You cannot use Network Address Translation (NAT) when you are using Amazon EMR on a VPC.

After you've created a VPC, you need to locate its subnet identifier; you'll use this value to launch the Amazon EMR cluster on the VPC.

To find the VPC subnet identifier

  • Click on Subnets in the navigation menu of the Amazon VPC console. The right pane displays information about the VPC, including its subnet identifier.

    VPC subnet identifier

Launching Clusters on a VPC

After you have a VPC subnet that is configured to host Amazon EMR clusters, launching clusters on that VPC subnet is as simple as specifying the subnet identifier during the cluster creation.

If the VPC subnet does not have an Internet gateway, the cluster creation fails with the error: “Subnet not correctly configured, missing route to an Internet gateway."

When the cluster is launched, Amazon EMR adds two security groups to the VPC: ElasticMapReduce-slave and ElasticMapReduce-master. By default, the ElasticMapReduce-master security group does not allow inbound SSH connections. If you require this functionality, you can add it to the security group.

To manage the cluster on a VPC, Amazon EMR attaches a network device to the master node and manages it through this device. You can view this device using the Amazon EC2 API DescribeInstances. If you disconnect this device, the cluster will fail.
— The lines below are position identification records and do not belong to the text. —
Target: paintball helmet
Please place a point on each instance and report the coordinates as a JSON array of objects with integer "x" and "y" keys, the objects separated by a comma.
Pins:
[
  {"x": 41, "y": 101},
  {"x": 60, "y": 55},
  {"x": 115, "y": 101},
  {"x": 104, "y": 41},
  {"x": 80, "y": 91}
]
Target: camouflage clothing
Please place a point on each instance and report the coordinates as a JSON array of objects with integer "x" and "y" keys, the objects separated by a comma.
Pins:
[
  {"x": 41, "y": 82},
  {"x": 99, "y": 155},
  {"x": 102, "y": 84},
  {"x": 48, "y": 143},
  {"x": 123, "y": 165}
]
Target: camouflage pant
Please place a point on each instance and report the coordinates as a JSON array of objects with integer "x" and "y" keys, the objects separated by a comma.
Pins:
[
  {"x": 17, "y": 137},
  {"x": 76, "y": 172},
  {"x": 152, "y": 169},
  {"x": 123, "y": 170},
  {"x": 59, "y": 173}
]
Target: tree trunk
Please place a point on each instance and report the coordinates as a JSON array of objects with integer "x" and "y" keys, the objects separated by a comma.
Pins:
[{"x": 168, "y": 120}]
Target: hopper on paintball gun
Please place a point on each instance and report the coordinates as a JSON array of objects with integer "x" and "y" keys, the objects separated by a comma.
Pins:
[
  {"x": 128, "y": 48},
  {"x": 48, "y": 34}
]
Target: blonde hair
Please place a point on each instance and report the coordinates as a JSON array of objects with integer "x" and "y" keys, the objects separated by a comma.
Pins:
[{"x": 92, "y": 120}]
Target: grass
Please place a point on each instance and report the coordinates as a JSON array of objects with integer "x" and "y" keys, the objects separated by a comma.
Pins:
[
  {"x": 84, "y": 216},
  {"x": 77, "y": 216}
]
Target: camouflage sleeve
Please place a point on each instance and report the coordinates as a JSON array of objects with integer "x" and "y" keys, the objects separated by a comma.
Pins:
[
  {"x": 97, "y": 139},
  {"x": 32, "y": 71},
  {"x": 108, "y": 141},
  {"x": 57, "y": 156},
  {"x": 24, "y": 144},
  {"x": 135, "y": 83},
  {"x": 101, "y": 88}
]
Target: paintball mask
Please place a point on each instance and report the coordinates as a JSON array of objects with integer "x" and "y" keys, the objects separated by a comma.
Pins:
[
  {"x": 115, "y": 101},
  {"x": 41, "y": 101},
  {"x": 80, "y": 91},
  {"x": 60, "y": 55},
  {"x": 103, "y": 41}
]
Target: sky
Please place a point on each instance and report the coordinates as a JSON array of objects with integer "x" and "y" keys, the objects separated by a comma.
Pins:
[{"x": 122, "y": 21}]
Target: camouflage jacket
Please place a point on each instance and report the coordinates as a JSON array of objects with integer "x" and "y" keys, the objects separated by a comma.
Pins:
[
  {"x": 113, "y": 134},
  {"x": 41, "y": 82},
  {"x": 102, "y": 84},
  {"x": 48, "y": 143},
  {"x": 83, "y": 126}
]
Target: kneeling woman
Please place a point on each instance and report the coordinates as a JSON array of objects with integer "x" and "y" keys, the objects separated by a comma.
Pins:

After the cluster is created, it is able to access AWS services to connect to data stores, such as Amazon S3.

Note

Amazon VPC currently does not support CC1 instances. Thus, you cannot specify a cc1.4xlarge instance type for nodes of a cluster launched on a VPC.
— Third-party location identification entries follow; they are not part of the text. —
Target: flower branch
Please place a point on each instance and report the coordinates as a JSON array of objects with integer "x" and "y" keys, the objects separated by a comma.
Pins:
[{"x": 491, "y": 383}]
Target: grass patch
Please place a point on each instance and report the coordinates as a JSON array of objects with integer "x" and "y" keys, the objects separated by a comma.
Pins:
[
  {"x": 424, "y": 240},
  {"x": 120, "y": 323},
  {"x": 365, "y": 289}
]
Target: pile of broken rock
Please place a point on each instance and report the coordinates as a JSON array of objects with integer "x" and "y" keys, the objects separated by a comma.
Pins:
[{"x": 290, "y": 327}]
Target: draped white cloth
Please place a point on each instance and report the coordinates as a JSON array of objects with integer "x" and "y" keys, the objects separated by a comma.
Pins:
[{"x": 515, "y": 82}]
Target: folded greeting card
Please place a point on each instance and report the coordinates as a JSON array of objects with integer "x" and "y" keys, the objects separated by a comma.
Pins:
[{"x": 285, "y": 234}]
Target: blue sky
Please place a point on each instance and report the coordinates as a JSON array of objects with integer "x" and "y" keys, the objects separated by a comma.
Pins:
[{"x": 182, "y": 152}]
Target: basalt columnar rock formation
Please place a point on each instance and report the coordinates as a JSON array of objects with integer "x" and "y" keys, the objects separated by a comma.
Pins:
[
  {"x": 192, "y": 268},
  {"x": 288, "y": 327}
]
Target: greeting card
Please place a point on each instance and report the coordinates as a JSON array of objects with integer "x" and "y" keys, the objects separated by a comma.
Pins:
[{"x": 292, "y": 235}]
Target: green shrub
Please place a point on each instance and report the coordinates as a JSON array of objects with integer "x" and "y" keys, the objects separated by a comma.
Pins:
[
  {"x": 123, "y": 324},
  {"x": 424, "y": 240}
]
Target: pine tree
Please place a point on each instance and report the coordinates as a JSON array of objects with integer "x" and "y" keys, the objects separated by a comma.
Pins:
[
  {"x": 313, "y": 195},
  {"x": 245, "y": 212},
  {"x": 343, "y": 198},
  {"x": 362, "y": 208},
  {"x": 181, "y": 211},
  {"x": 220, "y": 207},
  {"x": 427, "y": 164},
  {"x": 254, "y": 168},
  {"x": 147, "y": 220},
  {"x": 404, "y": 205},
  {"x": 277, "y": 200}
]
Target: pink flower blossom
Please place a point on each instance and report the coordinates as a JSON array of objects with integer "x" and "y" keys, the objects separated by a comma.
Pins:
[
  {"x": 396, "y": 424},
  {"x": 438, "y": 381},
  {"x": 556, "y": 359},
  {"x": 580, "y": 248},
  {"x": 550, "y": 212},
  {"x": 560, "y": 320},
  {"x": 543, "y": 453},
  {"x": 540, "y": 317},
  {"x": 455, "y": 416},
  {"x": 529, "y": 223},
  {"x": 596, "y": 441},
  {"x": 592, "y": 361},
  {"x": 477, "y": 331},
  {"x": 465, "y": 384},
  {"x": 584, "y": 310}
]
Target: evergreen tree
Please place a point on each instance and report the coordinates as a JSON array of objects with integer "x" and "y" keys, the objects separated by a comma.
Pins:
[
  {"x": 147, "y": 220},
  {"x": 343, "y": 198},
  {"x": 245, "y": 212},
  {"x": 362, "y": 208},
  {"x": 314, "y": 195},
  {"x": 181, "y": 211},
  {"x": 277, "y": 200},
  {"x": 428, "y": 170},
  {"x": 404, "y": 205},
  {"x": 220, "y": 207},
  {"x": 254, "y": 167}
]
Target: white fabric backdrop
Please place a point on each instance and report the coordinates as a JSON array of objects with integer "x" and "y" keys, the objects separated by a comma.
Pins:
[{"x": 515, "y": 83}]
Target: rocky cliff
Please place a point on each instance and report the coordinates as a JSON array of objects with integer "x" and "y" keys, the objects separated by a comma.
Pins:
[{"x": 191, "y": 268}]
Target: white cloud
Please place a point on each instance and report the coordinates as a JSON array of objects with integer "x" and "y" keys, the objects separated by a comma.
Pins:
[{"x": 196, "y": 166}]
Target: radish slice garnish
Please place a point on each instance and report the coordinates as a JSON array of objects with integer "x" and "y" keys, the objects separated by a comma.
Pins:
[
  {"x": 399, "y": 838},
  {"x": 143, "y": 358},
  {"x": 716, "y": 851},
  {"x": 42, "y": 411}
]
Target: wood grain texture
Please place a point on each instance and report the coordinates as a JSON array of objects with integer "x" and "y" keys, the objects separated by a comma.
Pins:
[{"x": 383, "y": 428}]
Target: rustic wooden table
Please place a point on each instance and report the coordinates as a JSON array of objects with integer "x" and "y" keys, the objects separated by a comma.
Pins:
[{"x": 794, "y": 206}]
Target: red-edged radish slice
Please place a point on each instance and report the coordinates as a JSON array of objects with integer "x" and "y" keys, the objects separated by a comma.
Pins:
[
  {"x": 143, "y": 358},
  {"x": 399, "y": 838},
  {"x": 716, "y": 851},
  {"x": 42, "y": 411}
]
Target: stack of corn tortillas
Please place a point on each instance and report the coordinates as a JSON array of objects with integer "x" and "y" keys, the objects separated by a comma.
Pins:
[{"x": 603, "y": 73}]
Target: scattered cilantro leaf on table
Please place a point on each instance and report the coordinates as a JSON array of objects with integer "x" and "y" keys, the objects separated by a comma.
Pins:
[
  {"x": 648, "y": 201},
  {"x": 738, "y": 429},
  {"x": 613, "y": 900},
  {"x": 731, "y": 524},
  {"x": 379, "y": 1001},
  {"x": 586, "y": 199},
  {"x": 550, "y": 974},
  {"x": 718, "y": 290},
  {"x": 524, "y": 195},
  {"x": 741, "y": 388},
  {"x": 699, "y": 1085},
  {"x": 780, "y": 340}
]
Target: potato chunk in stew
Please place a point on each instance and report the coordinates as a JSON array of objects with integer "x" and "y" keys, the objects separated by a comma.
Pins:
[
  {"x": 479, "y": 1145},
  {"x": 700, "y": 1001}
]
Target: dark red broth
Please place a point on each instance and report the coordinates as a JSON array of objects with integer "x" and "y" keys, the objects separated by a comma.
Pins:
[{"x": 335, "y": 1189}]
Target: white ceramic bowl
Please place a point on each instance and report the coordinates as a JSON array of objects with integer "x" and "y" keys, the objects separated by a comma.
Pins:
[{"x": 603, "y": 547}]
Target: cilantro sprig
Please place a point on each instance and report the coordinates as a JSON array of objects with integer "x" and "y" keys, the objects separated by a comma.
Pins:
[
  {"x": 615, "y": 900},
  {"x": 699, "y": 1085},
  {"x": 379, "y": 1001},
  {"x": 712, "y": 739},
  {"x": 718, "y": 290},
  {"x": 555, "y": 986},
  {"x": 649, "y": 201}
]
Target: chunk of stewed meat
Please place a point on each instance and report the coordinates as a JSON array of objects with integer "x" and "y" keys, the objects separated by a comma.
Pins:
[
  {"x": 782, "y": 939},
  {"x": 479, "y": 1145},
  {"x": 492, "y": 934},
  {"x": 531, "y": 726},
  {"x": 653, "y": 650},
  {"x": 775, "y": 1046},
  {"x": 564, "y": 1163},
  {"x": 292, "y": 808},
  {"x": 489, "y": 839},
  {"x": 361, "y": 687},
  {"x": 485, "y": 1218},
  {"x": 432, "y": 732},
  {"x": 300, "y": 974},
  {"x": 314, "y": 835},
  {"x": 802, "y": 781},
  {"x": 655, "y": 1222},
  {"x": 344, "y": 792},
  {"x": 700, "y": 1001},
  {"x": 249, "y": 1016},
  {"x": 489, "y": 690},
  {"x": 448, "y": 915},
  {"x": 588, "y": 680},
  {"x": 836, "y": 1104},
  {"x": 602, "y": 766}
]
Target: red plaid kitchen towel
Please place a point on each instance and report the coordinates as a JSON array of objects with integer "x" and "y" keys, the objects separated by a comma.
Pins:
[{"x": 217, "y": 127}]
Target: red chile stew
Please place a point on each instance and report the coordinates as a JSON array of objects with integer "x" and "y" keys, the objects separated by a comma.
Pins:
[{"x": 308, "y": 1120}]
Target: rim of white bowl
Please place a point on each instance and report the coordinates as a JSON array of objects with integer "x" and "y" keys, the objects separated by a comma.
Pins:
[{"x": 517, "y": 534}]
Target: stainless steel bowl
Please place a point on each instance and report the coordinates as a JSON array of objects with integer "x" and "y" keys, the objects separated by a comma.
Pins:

To launch a cluster on a VPC using the Amazon EMR console

  1. In the Amazon EMR console, click Create New Job Flow.

    Creating a new cluster
  2. Follow the instructions in the Create a New Job Flow wizard, selecting options that match the cluster you want to launch.

  3. When you reach the ADVANCED OPTIONS page, choose the VPC subnet you created previously from the Amazon VPC Subnet Id box. If you have not created a subnet, click Create a VPC underneath the drop-down box to open the Amazon VPC console and create a VPC and subnet.

    Choosing a VPC subnet
  4. Continue the Create a Job Flow wizard until it is complete and the cluster is launched within the subnet specified in Step 3.
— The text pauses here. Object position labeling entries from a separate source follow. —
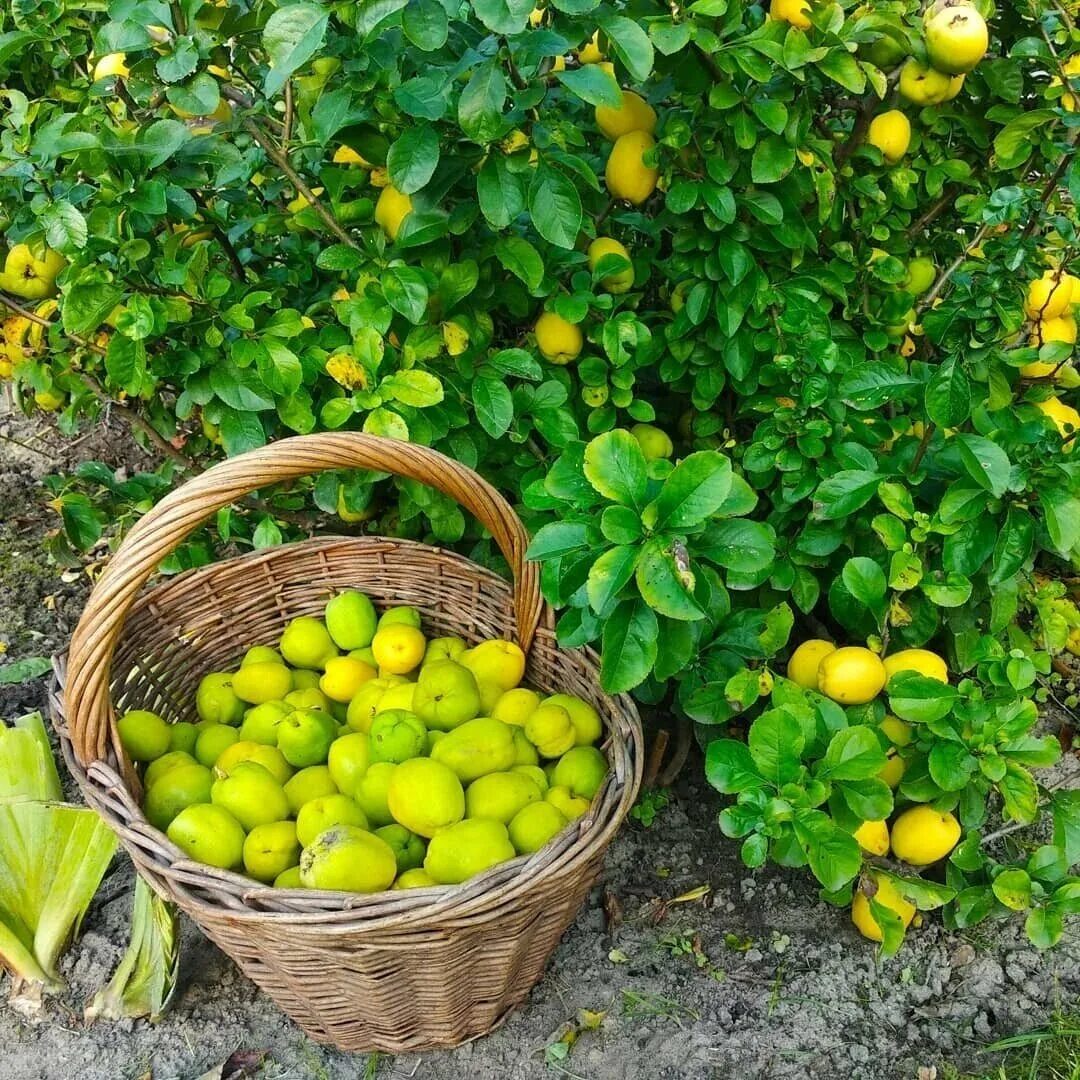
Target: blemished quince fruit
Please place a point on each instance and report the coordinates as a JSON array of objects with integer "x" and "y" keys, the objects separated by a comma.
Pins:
[
  {"x": 407, "y": 847},
  {"x": 515, "y": 706},
  {"x": 793, "y": 12},
  {"x": 921, "y": 84},
  {"x": 30, "y": 278},
  {"x": 372, "y": 792},
  {"x": 1065, "y": 418},
  {"x": 399, "y": 648},
  {"x": 957, "y": 39},
  {"x": 444, "y": 648},
  {"x": 923, "y": 661},
  {"x": 270, "y": 850},
  {"x": 500, "y": 795},
  {"x": 183, "y": 786},
  {"x": 391, "y": 210},
  {"x": 261, "y": 682},
  {"x": 208, "y": 834},
  {"x": 806, "y": 660},
  {"x": 144, "y": 734},
  {"x": 213, "y": 740},
  {"x": 325, "y": 811},
  {"x": 888, "y": 895},
  {"x": 347, "y": 859},
  {"x": 111, "y": 65},
  {"x": 216, "y": 702},
  {"x": 655, "y": 442},
  {"x": 349, "y": 758},
  {"x": 477, "y": 747},
  {"x": 582, "y": 770},
  {"x": 307, "y": 643},
  {"x": 851, "y": 676},
  {"x": 633, "y": 115},
  {"x": 922, "y": 835},
  {"x": 626, "y": 174},
  {"x": 534, "y": 825},
  {"x": 343, "y": 678},
  {"x": 873, "y": 837},
  {"x": 260, "y": 723},
  {"x": 351, "y": 619},
  {"x": 551, "y": 730},
  {"x": 251, "y": 795},
  {"x": 305, "y": 737},
  {"x": 424, "y": 795},
  {"x": 619, "y": 282},
  {"x": 558, "y": 340},
  {"x": 307, "y": 784},
  {"x": 397, "y": 736},
  {"x": 891, "y": 133},
  {"x": 496, "y": 662},
  {"x": 466, "y": 849},
  {"x": 446, "y": 694}
]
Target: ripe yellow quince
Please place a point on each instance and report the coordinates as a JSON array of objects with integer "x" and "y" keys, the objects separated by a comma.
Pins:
[
  {"x": 557, "y": 340},
  {"x": 957, "y": 39},
  {"x": 616, "y": 283},
  {"x": 791, "y": 11},
  {"x": 891, "y": 133},
  {"x": 634, "y": 115},
  {"x": 111, "y": 64},
  {"x": 628, "y": 176},
  {"x": 922, "y": 85},
  {"x": 28, "y": 277},
  {"x": 391, "y": 210}
]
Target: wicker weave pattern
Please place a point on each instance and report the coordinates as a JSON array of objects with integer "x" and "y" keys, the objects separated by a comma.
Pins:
[{"x": 393, "y": 971}]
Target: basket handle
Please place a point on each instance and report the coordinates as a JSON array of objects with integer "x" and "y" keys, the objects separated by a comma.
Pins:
[{"x": 86, "y": 701}]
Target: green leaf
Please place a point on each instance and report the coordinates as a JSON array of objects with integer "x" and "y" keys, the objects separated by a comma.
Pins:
[
  {"x": 630, "y": 44},
  {"x": 773, "y": 159},
  {"x": 1013, "y": 889},
  {"x": 413, "y": 158},
  {"x": 616, "y": 467},
  {"x": 834, "y": 854},
  {"x": 693, "y": 491},
  {"x": 775, "y": 742},
  {"x": 665, "y": 581},
  {"x": 853, "y": 754},
  {"x": 629, "y": 646},
  {"x": 844, "y": 493},
  {"x": 503, "y": 16},
  {"x": 480, "y": 108},
  {"x": 592, "y": 84},
  {"x": 985, "y": 462},
  {"x": 406, "y": 292},
  {"x": 555, "y": 206},
  {"x": 608, "y": 576},
  {"x": 729, "y": 767},
  {"x": 494, "y": 405},
  {"x": 948, "y": 394},
  {"x": 522, "y": 259},
  {"x": 291, "y": 37}
]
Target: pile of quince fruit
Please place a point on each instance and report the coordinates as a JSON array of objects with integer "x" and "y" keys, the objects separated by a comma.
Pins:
[
  {"x": 918, "y": 835},
  {"x": 360, "y": 755}
]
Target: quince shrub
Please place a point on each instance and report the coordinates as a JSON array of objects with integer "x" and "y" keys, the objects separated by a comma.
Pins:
[{"x": 532, "y": 237}]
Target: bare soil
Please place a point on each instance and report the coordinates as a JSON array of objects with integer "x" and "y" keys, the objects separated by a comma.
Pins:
[{"x": 756, "y": 980}]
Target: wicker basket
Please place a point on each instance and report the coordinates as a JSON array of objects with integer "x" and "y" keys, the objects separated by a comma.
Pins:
[{"x": 395, "y": 971}]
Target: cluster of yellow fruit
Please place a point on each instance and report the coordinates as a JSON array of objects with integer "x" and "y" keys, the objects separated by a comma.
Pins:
[
  {"x": 919, "y": 835},
  {"x": 956, "y": 39},
  {"x": 359, "y": 755},
  {"x": 1050, "y": 304}
]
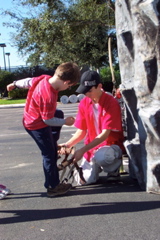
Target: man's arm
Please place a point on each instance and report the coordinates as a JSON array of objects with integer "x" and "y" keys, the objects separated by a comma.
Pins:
[
  {"x": 99, "y": 139},
  {"x": 77, "y": 137},
  {"x": 25, "y": 83}
]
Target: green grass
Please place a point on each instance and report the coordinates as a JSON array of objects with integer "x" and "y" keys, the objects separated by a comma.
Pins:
[{"x": 11, "y": 101}]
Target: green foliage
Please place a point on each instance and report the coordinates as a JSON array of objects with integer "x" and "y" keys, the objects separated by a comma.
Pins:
[
  {"x": 18, "y": 94},
  {"x": 57, "y": 32}
]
To launch a cluster on a VPC using the CLI

  • After your VPC is configured, you can launch Amazon EMR clusters on it by using the --subnet argument and specifying the subnet address. This is illustrated in the following example, which creates a long-running cluster on the specified VPC subnet. In the directory where you installed the Amazon EMR CLI, run the following from the command line. For more information, see the Command Line Interface Reference for Amazon EMR.

    • Linux, UNIX, and Mac OS X users:

      ./elastic-mapreduce --create --alive --subnet subnet-identifier
    • Windows users:

      ruby elastic-mapreduce --create --alive --subnet subnet-identifier

To launch a cluster on a VPC using the API

  • After your VPC is configured, you can launch Amazon EMR clusters on it by providing the VPC subnet identifier as the value for Ec2SubnetId, an optional String parameter on the JobFlowInstancesConfig structure.

    https://elasticmapreduce.amazonaws.com?
                Operation=RunJobFlow&
                Name=MyJobFlowName&
                LogUri=s3n%3A%2F%2Fmybucket%2Fsubdir&
                Instances.MasterInstanceType=m1.small&
                Instances.SlaveInstanceType=m1.small&
                Instances.InstanceCount=4&
                Instances.Ec2KeyName=myec2keyname&
                Instances.Placement.AvailabilityZone=us-east-1a&
                Instances.KeepJobFlowAliveWhenNoSteps=true&
                Instances.Ec2SubnetId=subnet-identifier&
                Steps.member.1.Name=MyStepName&
                Steps.member.1.ActionOnFailure=CONTINUE&
                Steps.member.1.HadoopJarStep.Jar=MyJarFile&
                Steps.member.1.HadoopJarStep.MainClass=MyMailClass&
                Steps.member.1.HadoopJarStep.Args.member.1=arg1&
                Steps.member.1.HadoopJarStep.Args.member.2=arg2&
                AWSAccessKeyId=AWS Access Key ID&
                SignatureVersion=2&
                SignatureMethod=HmacSHA256&
                Timestamp=2009-01-28T21%3A48%3A32.000Z&
                Signature=calculated value